The ITCH gene (ITCH stands for "Itchy E3 Ubiquitin Protein Ligase") is a protein-coding gene located on chromosome 20q11.22. Alternatively spliced transcript variants encoding multiple isoforms have been observed for this gene.
ITCH Gene
DefinitionThis section has been translated automatically.
General informationThis section has been translated automatically.
The ITCH gene encodes a member of the Nedd4 family of HECT domain E3 ubiquitin ligases. HECT domain E3 ubiquitin ligases transfer ubiquitin from E2 ubiquitin-conjugating enzymes to protein substrates, targeting specific proteins for lysosomal degradation. The encoded protein plays a role in numerous cellular processes, including erythroid and lymphoid cell differentiation and regulation of immune responses. Mutations in this gene are a cause of syndromic multisystem autoimmune diseases (see ITCH E3 ubiquitin ligase deficiency below).
PathophysiologyThis section has been translated automatically.
The encoded protein acts as an E3 ubiquitin-protein ligase that accepts ubiquitin from an E2 ubiquitin-conjugating enzyme in the form of a thioester and then directly transfers the ubiquitin to the target substrates. Catalyzes 'Lys-29'-, 'Lys-48'- and 'Lys-63'-linked ubiquitin conjugation. Itchy E3 ubiquitin protein ligase is involved in the control of inflammatory signaling pathways. The enzyme is an essential component of a ubiquitin-modifying protein complex that also includes TNFAIP3, TAX1BP1, and RNF11, which provides control of inflammatory signaling pathways. Promotes association of the complex after TNF stimulation (PubMed:19131965). Once the complex is formed, TNFAIP3 deubiquitinates 'Lys-63' polyubiquitin chains at RIPK1 and catalyzes the formation of 'Lys-48' polyubiquitin chains. This leads to proteasomal degradation of RIPK1 and consequently termination of TNF- or LPS-mediated activation of NFKB1.
ITCH ubiquitinates RIPK2 through 'Lys-63'-linked conjugation and affects NOD2-dependent signal transduction pathways. It regulates the transcriptional activity of several transcription factors and likely plays an important role in regulating the immune response. ITCH inhibits influenza A virus (IAV) replication by ubiquitination of IAV matrix protein 1 (M1) via 'Lys-48'-linked conjugation, leading to proteasomal degradation of M1.

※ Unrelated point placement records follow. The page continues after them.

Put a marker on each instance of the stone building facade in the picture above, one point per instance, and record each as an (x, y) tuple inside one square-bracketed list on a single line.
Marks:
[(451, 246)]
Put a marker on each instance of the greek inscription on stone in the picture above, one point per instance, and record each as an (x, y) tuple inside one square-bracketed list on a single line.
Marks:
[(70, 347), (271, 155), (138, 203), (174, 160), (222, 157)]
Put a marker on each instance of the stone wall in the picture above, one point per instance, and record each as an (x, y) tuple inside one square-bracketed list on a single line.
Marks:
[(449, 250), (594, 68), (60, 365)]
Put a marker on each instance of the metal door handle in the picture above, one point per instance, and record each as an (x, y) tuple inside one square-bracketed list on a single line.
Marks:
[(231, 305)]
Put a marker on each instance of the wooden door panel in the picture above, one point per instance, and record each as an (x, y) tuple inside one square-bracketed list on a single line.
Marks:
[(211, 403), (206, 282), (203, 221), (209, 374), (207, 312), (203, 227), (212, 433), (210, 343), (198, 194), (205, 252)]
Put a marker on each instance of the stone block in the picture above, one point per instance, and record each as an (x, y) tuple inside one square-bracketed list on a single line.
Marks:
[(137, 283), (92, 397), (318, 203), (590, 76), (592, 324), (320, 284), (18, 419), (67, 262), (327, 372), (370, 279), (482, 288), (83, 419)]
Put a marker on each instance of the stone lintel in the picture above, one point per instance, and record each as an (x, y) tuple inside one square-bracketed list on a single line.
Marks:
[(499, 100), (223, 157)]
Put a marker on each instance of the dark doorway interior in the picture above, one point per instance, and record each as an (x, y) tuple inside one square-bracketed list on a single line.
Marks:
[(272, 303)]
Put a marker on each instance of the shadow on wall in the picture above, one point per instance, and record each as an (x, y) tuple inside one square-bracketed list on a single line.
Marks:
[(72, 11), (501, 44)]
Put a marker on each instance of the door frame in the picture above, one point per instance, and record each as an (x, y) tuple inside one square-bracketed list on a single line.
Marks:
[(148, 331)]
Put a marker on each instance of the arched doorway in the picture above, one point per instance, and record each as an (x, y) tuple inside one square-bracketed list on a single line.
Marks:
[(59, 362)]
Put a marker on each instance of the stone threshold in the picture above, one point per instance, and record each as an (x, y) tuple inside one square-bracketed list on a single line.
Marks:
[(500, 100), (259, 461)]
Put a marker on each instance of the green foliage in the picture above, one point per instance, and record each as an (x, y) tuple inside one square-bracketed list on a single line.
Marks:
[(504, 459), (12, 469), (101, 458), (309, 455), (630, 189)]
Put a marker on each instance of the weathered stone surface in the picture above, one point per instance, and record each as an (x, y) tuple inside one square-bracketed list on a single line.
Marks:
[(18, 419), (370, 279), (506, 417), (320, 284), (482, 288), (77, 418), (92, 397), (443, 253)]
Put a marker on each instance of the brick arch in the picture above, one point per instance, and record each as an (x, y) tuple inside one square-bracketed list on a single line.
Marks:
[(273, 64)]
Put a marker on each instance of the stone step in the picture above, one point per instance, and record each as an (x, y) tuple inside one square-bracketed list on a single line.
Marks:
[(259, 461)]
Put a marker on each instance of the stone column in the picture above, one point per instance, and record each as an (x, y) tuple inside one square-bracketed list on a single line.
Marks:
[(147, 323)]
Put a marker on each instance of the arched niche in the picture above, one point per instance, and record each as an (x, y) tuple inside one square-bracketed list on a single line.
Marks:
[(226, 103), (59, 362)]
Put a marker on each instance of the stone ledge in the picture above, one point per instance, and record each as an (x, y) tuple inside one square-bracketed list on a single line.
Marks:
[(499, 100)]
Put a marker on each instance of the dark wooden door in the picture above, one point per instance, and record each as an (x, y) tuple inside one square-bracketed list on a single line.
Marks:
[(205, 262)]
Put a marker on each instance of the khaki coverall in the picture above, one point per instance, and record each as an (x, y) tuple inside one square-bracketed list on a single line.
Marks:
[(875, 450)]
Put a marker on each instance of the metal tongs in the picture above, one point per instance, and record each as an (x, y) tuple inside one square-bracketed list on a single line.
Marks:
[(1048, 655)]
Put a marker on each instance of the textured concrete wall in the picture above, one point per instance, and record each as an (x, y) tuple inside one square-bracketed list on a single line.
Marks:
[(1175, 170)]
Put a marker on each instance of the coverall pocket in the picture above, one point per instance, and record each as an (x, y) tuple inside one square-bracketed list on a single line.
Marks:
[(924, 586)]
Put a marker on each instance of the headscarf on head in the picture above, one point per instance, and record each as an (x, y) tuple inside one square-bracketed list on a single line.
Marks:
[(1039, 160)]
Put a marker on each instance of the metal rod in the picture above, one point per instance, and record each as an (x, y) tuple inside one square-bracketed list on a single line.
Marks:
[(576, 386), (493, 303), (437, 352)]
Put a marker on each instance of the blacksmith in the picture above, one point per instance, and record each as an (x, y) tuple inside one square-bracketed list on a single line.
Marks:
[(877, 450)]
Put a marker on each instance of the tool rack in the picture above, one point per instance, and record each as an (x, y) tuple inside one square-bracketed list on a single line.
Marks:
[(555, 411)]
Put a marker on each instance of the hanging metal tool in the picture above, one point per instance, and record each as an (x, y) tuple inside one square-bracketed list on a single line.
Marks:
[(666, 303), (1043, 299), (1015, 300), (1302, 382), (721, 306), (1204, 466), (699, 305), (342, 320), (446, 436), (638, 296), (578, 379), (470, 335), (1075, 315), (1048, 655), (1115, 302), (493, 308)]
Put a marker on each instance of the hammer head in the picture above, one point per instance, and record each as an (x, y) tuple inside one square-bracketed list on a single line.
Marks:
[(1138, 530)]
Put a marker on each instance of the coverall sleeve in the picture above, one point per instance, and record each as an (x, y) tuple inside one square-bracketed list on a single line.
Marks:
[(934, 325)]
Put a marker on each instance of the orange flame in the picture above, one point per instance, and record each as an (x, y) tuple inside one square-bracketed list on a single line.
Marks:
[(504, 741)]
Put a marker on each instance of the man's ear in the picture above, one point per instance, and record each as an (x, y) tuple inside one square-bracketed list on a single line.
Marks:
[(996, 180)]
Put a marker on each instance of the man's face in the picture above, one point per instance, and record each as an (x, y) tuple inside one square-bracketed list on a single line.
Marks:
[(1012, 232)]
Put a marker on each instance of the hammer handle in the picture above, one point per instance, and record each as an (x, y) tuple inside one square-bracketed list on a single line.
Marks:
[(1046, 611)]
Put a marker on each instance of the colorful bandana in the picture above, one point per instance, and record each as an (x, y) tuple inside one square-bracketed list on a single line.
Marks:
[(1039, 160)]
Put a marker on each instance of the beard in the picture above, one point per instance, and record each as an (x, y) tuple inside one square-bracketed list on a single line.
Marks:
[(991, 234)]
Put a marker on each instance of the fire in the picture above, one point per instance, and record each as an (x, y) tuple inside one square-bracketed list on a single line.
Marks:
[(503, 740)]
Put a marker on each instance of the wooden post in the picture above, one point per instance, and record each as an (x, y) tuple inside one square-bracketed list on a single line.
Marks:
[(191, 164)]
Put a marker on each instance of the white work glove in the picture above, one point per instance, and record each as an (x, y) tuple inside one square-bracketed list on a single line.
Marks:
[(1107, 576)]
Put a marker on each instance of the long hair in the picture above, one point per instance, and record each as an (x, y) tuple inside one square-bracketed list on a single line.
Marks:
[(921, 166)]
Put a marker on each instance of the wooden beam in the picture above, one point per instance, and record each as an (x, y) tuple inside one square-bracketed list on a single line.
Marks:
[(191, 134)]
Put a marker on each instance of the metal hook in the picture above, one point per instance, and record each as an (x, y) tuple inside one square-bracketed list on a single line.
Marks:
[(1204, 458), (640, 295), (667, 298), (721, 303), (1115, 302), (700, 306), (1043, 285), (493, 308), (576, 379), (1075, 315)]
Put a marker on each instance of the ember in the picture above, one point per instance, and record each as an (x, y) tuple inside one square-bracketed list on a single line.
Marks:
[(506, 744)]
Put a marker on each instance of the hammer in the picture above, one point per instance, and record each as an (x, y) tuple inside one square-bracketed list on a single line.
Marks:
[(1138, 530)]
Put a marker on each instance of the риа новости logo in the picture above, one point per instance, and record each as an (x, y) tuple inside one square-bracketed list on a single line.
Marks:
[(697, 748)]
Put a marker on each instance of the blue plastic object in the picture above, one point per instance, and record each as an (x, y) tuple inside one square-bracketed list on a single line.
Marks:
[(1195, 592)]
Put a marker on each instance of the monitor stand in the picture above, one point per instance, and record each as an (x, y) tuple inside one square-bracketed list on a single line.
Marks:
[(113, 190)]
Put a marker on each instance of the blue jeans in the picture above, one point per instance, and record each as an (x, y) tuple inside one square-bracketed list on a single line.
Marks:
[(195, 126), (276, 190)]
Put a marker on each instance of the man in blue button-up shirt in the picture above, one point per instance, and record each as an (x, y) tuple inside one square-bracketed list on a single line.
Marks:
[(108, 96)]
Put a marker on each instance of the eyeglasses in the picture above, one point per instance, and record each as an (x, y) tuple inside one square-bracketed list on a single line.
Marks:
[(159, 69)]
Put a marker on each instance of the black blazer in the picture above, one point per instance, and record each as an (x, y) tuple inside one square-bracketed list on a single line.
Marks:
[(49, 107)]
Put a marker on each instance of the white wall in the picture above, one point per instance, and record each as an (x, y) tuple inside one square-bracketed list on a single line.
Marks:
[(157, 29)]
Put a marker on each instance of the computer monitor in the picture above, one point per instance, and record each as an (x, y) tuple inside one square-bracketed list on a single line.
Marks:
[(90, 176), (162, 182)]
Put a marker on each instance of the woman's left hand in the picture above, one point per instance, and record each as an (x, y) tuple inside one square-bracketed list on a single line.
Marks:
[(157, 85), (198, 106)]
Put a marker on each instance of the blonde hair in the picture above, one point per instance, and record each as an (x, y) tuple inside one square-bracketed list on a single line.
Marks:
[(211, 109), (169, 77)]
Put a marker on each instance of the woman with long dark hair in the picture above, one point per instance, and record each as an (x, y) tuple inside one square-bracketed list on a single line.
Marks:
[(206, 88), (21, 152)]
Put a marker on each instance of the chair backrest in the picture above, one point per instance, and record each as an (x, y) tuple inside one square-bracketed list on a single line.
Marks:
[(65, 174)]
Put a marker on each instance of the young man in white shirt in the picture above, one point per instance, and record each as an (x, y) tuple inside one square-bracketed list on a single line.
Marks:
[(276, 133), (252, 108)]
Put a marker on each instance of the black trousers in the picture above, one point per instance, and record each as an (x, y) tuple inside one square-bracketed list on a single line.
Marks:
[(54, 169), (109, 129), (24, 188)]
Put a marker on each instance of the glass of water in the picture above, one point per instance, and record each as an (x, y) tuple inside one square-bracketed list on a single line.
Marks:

Clinical pictureThis section has been translated automatically.
Diseases associated with ITCH include syndromic multisystem autoimmune diseases and Itch E3 ubiquitin ligase deficiency syndrome.
LiteratureThis section has been translated automatically.
- Moser EK et al (2019) Regulation of autoimmune disease by the E3 ubiquitin ligase Itch. Cell Immunol 340:103916.
- Wang A et al. (2019) Regulation of T cell differentiation and function by ubiquitin-specific proteases. Cell Immunol 340:103922.